Mark Spitznagel, sócio de Nassim Taleb na Universa Investments, apresenta logo no começo de seu livro “The Dao of Capital” o chamado Paradoxo de Klipp: “Você precisa amar perder dinheiro”. Pode soar contraintuitivo. De fato, é contraintuitivo, mas encontra perfeito amparo na racionalidade. A ideia é combater o viés cognitivo clássico das Finanças Comportamentais da “aversão à perda”.
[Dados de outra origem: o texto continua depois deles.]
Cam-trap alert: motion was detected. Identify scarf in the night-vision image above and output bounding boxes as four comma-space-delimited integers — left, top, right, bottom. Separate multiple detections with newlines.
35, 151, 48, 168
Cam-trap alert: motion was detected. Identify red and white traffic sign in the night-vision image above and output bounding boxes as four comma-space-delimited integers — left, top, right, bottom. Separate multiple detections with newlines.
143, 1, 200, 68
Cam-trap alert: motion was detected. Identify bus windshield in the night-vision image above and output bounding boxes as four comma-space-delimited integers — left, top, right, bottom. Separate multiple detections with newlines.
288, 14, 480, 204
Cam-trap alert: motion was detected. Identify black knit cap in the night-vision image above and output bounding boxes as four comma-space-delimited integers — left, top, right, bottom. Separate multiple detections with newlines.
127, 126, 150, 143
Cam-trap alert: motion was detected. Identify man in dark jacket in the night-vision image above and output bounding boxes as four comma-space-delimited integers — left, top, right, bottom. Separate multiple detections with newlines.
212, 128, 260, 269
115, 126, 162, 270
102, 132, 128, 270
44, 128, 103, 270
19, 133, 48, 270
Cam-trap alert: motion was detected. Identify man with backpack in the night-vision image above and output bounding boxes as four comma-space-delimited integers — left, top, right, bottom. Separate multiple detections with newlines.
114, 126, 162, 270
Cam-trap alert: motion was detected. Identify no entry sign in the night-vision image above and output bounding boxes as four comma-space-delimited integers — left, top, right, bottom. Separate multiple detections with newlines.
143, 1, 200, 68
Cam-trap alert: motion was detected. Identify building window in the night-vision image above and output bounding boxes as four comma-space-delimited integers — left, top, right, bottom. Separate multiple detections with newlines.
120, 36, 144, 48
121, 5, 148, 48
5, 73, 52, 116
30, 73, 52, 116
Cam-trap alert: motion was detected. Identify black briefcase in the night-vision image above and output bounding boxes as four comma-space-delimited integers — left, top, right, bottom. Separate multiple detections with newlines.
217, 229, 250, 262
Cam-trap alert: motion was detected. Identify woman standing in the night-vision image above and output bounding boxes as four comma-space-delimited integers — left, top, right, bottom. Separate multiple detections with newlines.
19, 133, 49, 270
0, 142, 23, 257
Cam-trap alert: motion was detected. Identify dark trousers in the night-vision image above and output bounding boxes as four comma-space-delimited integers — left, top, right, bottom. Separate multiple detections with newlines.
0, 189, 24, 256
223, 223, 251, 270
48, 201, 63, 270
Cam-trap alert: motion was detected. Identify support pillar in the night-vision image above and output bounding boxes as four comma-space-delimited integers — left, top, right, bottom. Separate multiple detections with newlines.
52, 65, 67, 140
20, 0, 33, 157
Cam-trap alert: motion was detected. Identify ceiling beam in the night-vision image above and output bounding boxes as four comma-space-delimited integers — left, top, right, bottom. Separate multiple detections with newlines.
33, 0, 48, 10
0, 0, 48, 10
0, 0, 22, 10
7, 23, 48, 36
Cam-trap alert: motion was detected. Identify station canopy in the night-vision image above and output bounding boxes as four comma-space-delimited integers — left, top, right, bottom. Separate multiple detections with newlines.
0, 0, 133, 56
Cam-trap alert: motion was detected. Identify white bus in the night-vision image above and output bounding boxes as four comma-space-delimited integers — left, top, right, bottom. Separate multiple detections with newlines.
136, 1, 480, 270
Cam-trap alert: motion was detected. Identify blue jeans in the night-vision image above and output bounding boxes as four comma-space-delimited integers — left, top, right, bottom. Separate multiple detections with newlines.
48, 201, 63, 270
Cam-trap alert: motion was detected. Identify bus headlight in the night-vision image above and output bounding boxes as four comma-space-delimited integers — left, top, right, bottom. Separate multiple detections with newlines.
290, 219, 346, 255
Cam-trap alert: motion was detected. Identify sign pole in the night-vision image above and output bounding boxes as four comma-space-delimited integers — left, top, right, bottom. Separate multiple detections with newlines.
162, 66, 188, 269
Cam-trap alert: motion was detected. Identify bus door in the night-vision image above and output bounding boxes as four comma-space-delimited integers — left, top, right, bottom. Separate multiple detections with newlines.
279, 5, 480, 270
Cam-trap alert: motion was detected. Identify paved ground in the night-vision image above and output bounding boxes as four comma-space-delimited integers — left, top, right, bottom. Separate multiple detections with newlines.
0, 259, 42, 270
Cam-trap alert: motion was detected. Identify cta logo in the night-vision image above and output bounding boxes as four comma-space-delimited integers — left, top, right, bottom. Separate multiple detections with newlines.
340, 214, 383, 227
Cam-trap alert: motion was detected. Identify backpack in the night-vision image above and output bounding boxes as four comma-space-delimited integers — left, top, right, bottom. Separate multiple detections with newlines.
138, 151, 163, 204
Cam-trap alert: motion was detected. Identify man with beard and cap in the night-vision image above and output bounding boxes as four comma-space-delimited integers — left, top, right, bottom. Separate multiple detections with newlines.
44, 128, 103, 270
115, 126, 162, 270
Daniel Kahneman e Amos Tversky identificaram em seus estudos que a perda machuca o ser humano cerca de 2,5 vezes mais do que o benefício gera satisfação. Daí vem a chamada aversão à perda. Ninguém quer reconhecer a perda, o prejuízo, porque aquilo machuca demais nosso bem-estar. No momento em que o fazemos, estamos reconhecendo para nós mesmos que erramos.
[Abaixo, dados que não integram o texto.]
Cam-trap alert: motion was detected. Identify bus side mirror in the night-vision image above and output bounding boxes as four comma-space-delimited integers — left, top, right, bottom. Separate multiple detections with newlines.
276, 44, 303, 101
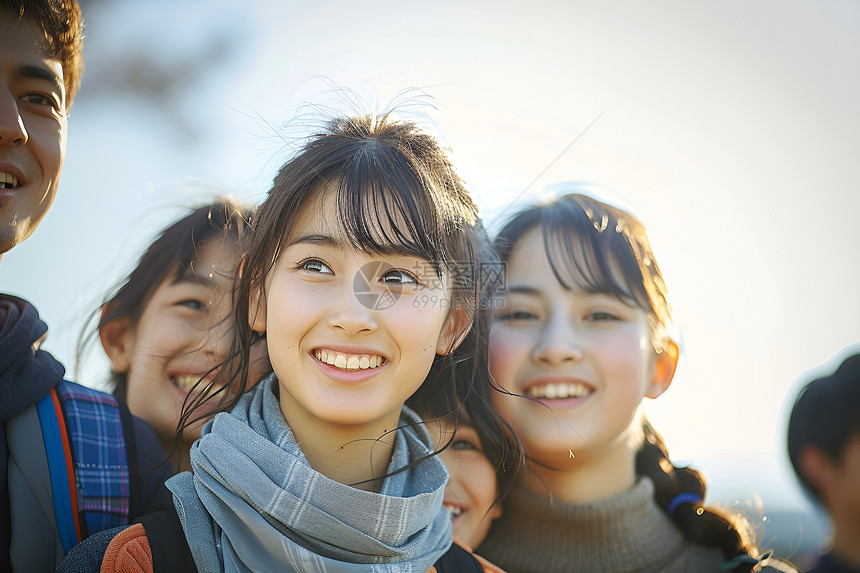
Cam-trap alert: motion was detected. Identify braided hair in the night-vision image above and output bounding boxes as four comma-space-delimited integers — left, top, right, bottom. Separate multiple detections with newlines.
494, 190, 772, 572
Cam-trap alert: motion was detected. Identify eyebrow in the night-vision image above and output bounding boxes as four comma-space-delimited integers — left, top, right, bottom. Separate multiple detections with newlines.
506, 286, 541, 296
287, 235, 344, 249
15, 66, 66, 96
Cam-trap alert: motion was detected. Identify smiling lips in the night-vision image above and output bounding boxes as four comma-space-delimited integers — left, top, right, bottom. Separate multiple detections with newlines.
173, 374, 207, 392
0, 171, 18, 189
314, 348, 385, 370
525, 382, 594, 400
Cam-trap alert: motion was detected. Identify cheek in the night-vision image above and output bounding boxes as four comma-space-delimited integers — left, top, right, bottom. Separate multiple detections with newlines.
591, 330, 654, 382
490, 329, 529, 391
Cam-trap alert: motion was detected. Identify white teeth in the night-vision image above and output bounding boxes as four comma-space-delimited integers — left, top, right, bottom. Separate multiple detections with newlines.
0, 171, 18, 189
526, 382, 591, 400
314, 349, 385, 370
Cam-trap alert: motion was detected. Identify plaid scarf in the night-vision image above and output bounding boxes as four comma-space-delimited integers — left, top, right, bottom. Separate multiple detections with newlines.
167, 375, 452, 573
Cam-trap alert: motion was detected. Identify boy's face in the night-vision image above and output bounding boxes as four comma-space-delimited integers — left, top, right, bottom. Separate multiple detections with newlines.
0, 11, 68, 258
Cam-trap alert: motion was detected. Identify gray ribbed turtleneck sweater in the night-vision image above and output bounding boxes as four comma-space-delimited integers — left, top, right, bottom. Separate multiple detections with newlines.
476, 477, 725, 573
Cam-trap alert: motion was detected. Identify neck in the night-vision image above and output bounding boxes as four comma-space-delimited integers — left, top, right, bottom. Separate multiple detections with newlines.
281, 401, 400, 492
159, 434, 195, 473
524, 432, 636, 505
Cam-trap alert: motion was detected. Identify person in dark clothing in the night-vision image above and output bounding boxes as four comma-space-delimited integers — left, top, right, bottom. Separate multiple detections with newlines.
788, 354, 860, 573
0, 0, 172, 571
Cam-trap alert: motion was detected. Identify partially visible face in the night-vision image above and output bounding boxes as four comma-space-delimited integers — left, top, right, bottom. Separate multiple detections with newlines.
0, 12, 68, 257
490, 229, 665, 468
251, 192, 450, 435
109, 240, 238, 440
434, 421, 502, 547
825, 434, 860, 531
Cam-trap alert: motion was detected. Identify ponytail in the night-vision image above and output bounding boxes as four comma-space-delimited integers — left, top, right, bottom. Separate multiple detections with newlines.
636, 421, 758, 573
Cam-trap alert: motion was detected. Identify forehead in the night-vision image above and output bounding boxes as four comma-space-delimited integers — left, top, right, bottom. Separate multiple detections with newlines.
286, 183, 414, 250
0, 11, 63, 86
506, 225, 629, 298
Terry Odean analisou 10 mil contas em corretoras de pessoas físicas e identificou a tendência a carregar por tempo demasiado posições perdedoras, numa decorrência imediata da aversão à perda. Para não reconhecer o prejuízo, carregamos uma posição ruim na carteira, enquanto realizamos antecipadamente o lucro numa ação boa. O resultado disso é que morremos com uma carteira de micos no longo prazo.
Sempre lembro de George Soros, que se define como um investidor mediano na sua taxa de acerto dos racionais de investimento. Segundo ele mesmo, porém, conforme documenta Robert Slater em “George Soros: Definitivo”, há ali uma habilidade especial em rapidamente identificar um erro, ajustar a rota e seguir adiante, sem pesar, realizando a posição perdedora e partindo para próxima.
Em vez de ter aversão à perda, você deve passar a quase gostar dela. Assim, você não terá problema em realizar o prejuízo de uma ação ou um título ruim e comprar outro melhor.
Há outra lição contraintuitiva nessa história toda. A diversificação é o último almoço grátis disponível. Conforme demonstrou Harry Markowitz, em paper que lhe rendeu o Prêmio Nobel de 1990, por meio dos chamados “ganhos da diversificação”, você pode diminuir abruptamente o risco de sua carteira, preservando retorno potencial, caso selecione ativos negativamente correlacionados. Para Ray Dalio, o maior gestor do mundo, isso é o Santo Graal dos Investimentos.
Agora, pense o seguinte: se uma carteira ótima (eficiente) carrega ativos negativamente correlacionados, ou seja, quando um cai, outro sobe, para investir em linha com o estado da arte, você precisa necessariamente ter algumas posições perdedoras no seu portfólio. Se você não tem ao menos uma coisa caindo na sua carteira todo dia, você não está suficientemente diversificado. Você precisa gostar de ter algumas posições perdedoras e se acostumar com isso. O foco deve estar sempre na gestão do portfólio, não de um ativo ou outro em particular.
Por fim, lembre-se de que investimento em ações é algo inerentemente de longo prazo. Se você se assustou com o default da Argentina em 23 de dezembro de 2001, evitou a queda de 10 por cento em janeiro de 2002 e de 17 por cento no ano inteiro de 2002. Mas se você lembrou-se da frase que a Bolsa é o mecanismo de transferência de riqueza dos impacientes para os pacientes e tolerou aquela volatilidade, atravessando as mazelas de 2002, viu o Ibovespa subir 97,3 por cento em 2003, 17,81 por cento em 2004, 27,71 por cento em 2005, 32,9 por cento em 2006 e 43,7 por cento em 2007. A sequência só seria interrompida com a grande crise global de 2008, catalisada pela quebra do Lehman Brothers naquele fatídico 15 de setembro.
Enquanto os ecos não forem de 2008, mas apenas de 2001, estaremos comprando.